The Korea Aerospace Industries (KAI) KF-21 Boramae (Northern Goshawk) is a multi-role 4.5 generation fighter built By Korean KAI and Indonesian PT DI. It will have capabilities in between the light FA-50 fighter and the high-grade, long-range, heavy payload F-15K and F-35 Lightning II.

=== Mid-altitude unmanned aerial vehicles (MUAV) ===

The indigenously developed KUS-FS, nicknamed MUAV or Korean Unmanned System (KUS-FS), is designed for armed land and sea Intelligence, Surveillance and Reconnaissance (ISR) missions with endurance of up to 24 hours. Its maiden flight was in 2012. Korean Air's Aerospace Division (KAL-ASD) unveiled its MALE UAV in 2019 with LIG Nex1 SAR and Hanwha EO/IR sensors, aimed for serial production in 2021. It reportedly has a wider wingspan than the Reaper at 25 m and is powered by a 1200 hp Pratt & Whitney PT6 turboprop engine. South Korea will develop turbofan engines to be installed in high-performance unmanned aerial vehicles by 2025.

=== M-SAM Block II ===

In the spring of 2017 the PIP missile (M-SAM Block II) began its final tests, during which it shot down five of five practice ballistic missile targets. Seven (batteries) are scheduled for deployment throughout South Korea by 2022.

=== L-SAM ===

L-SAM refers to a locally made long-range surface-to-air missile currently under development, while the Cheolmae II, also known as KM-SAM, is a domestically manufactured medium-range surface-to-air missile capable of engaging an incoming target at an altitude as high as 20 kilometers. The new project has been nicknamed the K-THAAD due to its planned long range of 25 to 93 miles and its ability to hit targets as high as 200,000 feet. Nearly $1 billion has been devoted to the L-SAM or Cheolmae-4, which is scheduled for completion in 2022 with deployment of four batteries to follow a year or two afterwards.

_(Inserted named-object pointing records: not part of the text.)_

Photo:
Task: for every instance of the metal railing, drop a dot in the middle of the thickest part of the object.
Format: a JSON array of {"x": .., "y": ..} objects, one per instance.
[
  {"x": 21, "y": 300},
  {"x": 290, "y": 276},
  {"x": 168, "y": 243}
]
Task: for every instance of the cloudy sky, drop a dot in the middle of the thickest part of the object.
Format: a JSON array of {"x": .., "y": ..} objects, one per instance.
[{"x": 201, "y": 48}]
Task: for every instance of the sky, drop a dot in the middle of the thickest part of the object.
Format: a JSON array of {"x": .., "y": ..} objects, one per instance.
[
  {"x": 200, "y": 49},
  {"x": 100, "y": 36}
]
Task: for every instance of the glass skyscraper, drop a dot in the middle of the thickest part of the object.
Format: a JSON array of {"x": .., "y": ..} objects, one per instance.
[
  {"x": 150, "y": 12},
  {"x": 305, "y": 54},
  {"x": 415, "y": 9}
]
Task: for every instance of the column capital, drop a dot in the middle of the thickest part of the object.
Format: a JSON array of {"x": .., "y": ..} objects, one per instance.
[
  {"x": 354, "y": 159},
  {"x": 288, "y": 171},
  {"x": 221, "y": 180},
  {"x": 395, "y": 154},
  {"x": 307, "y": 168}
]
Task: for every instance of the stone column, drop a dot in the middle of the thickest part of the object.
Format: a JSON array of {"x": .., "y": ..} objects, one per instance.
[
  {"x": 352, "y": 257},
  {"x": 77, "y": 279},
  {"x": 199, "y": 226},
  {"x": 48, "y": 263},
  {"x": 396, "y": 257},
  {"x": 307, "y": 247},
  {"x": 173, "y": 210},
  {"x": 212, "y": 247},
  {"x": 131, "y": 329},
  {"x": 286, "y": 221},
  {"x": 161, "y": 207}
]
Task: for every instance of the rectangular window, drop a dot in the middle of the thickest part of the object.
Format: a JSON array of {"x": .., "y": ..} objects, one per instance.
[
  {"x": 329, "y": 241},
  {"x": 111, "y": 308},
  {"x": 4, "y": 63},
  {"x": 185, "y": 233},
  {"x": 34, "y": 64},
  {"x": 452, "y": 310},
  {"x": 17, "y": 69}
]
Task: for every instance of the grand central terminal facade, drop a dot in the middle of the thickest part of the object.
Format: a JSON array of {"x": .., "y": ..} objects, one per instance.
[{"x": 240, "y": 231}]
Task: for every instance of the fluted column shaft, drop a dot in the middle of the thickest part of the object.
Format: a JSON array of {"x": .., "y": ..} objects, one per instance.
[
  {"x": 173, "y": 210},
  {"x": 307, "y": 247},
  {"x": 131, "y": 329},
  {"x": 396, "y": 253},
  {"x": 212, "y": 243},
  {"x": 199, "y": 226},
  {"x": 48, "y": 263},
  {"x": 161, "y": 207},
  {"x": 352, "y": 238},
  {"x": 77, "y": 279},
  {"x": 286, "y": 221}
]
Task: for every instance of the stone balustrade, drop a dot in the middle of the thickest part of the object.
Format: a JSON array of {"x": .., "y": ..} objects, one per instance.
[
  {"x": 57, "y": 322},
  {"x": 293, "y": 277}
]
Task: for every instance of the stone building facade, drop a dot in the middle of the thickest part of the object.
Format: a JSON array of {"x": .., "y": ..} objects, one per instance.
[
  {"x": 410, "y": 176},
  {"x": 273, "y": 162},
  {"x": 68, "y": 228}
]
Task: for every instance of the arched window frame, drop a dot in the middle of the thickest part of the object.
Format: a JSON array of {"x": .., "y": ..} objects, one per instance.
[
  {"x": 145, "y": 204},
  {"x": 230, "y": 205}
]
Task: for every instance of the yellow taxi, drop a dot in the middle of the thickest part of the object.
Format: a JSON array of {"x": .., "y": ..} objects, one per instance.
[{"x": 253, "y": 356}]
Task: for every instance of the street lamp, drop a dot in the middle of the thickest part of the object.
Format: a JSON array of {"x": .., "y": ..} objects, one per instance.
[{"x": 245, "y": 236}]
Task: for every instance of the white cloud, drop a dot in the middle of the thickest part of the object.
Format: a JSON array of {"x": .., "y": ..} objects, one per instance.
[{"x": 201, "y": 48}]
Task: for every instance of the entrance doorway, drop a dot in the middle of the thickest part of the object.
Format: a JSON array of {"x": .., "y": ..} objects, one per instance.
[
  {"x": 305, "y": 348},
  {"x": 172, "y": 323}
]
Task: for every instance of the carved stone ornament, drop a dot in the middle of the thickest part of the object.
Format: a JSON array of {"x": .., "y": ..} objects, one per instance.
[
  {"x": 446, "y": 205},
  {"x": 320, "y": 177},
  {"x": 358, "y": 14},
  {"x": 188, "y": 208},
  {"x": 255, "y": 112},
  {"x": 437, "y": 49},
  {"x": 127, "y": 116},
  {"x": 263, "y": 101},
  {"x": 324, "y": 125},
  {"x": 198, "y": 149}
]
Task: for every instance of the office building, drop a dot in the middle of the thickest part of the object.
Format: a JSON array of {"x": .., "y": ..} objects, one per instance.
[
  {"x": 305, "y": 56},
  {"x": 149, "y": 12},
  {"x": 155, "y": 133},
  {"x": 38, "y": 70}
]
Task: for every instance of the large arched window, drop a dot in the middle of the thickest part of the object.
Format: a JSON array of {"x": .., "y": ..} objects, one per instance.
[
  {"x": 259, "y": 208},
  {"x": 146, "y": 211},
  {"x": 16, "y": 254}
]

=== Large Strategic Transport Aircraft ===
Since the introduction of the C-130J-30 Super Hercules as a large transport aircraft in 2010, ROKAF has announced its intention to implement a second project for the acquisition of large strategic transporters. Defense Acquisition Program Administration (DAPA) has disclosed detailed plans, outlining the purchase of four aircraft from overseas, with the entire project costing 480 billion won (US$37 million). DAPA has also mandated the formation of a consortium, involving Korean companies in the production of aircraft components.

Throughout March and April 2023, ROKAF, DAPA, and KIDA (the Korea Institute for Defense Analysis) conducted an assessment of manufacturers, including Airbus, Embraer, Lockheed Martin, as part of the procurement evaluation. The three manufacturers submitted the Airbus A400M Atlas, Embraer C-390 Millennium, and Lockheed Martin C-130J Super Hercules for consideration in the second project. In December 2023, DAPA selected the Embraer C-390 Millennium as the winner of the Large Transport Aircraft (LTA) II tender, and planning to introduce three units by 2026.

In 2018, apart from the second project, the Korean government was in discussions with the Spanish government regarding a potential swap involving the Airbus A400M Atlas for the KT-1 Woongbi basic trainer and the T-50 Golden Eagle advanced trainer.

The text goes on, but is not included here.